Dat is het leuke aan dit mbo-project, zegt Isis. „De sfeer is goed en we maken nieuwe vrienden. Ik voelde me in mijn familie een beetje een buitenbeentje want iedereen gaat naar vwo of universiteit. Ik niet.” Dat heeft Stef ook. Zijn oudere zus is cum laude geslaagd op het gymnasium en doet een internationale studie. „Ik heb last van prestatiedruk.”
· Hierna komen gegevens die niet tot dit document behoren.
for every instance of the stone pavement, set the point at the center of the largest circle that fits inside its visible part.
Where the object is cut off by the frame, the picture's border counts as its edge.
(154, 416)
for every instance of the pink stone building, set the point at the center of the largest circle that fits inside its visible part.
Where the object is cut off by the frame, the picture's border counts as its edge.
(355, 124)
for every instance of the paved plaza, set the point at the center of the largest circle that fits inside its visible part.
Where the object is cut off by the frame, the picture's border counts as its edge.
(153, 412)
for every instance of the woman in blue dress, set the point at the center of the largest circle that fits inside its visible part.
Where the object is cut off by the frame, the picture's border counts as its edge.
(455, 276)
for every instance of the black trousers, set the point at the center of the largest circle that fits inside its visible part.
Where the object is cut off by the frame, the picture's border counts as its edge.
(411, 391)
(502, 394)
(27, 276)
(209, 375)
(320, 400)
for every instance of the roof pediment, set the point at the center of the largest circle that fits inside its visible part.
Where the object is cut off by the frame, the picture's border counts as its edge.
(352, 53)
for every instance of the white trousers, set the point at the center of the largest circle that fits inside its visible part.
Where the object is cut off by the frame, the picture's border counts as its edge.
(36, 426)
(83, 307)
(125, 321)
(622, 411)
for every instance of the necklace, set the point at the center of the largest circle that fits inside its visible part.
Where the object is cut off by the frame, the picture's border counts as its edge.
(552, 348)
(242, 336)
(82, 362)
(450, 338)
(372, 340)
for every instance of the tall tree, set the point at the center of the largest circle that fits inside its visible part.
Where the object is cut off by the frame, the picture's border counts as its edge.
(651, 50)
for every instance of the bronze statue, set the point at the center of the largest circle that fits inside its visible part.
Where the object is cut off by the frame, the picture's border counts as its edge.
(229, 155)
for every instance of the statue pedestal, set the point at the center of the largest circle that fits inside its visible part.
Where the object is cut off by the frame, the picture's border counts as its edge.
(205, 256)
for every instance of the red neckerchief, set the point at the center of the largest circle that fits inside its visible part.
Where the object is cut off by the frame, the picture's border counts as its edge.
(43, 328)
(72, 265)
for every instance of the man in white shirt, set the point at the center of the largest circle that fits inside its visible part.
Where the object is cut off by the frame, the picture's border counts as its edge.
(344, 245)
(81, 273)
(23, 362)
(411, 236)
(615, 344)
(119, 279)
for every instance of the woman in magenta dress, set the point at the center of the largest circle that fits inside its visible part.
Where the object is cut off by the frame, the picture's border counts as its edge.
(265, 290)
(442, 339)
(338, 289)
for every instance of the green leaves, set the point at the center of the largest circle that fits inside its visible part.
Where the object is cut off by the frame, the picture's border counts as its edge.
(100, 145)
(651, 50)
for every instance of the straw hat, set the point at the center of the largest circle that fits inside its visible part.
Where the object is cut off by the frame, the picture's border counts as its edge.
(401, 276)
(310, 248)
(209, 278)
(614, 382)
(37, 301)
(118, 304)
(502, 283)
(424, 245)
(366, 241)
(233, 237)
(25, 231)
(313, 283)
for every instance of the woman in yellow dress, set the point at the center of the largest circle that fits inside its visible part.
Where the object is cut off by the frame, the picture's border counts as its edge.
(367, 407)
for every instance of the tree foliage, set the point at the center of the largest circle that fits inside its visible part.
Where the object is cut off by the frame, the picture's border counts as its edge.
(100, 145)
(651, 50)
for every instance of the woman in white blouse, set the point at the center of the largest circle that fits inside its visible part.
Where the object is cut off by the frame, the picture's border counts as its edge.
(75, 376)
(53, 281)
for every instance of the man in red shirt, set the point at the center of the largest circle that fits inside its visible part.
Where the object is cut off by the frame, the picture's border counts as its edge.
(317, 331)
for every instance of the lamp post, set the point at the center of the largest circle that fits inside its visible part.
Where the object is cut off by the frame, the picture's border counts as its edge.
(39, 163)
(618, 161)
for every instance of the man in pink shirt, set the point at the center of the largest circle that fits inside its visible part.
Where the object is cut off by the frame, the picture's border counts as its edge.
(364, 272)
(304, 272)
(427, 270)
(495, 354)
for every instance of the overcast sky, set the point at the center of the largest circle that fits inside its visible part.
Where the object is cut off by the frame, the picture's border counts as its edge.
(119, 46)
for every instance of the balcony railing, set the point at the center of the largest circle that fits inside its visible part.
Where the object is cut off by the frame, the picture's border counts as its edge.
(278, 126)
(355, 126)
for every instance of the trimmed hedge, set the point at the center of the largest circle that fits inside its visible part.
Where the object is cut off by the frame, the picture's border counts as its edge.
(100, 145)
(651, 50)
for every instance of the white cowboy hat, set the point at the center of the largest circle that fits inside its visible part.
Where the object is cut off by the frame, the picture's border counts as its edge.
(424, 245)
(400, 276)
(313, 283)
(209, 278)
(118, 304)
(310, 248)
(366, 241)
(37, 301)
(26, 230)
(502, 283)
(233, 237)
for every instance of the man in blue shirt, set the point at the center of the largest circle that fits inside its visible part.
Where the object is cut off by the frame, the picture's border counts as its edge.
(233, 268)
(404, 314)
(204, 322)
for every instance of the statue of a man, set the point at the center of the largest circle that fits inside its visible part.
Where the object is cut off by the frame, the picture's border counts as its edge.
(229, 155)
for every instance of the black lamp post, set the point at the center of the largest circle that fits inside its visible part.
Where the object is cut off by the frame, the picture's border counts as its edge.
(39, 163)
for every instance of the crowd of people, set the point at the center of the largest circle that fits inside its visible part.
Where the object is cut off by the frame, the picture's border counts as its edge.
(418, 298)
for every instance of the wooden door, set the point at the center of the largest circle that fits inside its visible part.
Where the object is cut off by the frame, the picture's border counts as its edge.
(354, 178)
Lees ookDeze reportage over havo 3

Sommige mensen, vertellen de leerlingen, vragen verbaasd: ‘Ga jij mbo doen?’ Maar hun ouders staan achter de keus en dat is het belangrijkste. Er waren ook ouders die werden benaderd door de decaan, maar die liever willen dat hun kind langer op school blijft en niet naar het mbo gaat.

De studenten mogen de studierichting kiezen die ze het leukst vinden, vertelt Aalfs. Al geeft de opleiding iets meer aandacht aan de richtingen Techniek, ‘Energie en transitie’ en Zorg, omdat dit krimpgebieden zijn. Goed opgeleid personeel is niet aan te slepen. „Toch willen wij niet alleen studenten opleiden voor arbeidsmarkten waar tekorten zijn. Belangrijker is dat ze iets doen wat ze goed ligt. Waardoor ze weer gemotiveerd raken.”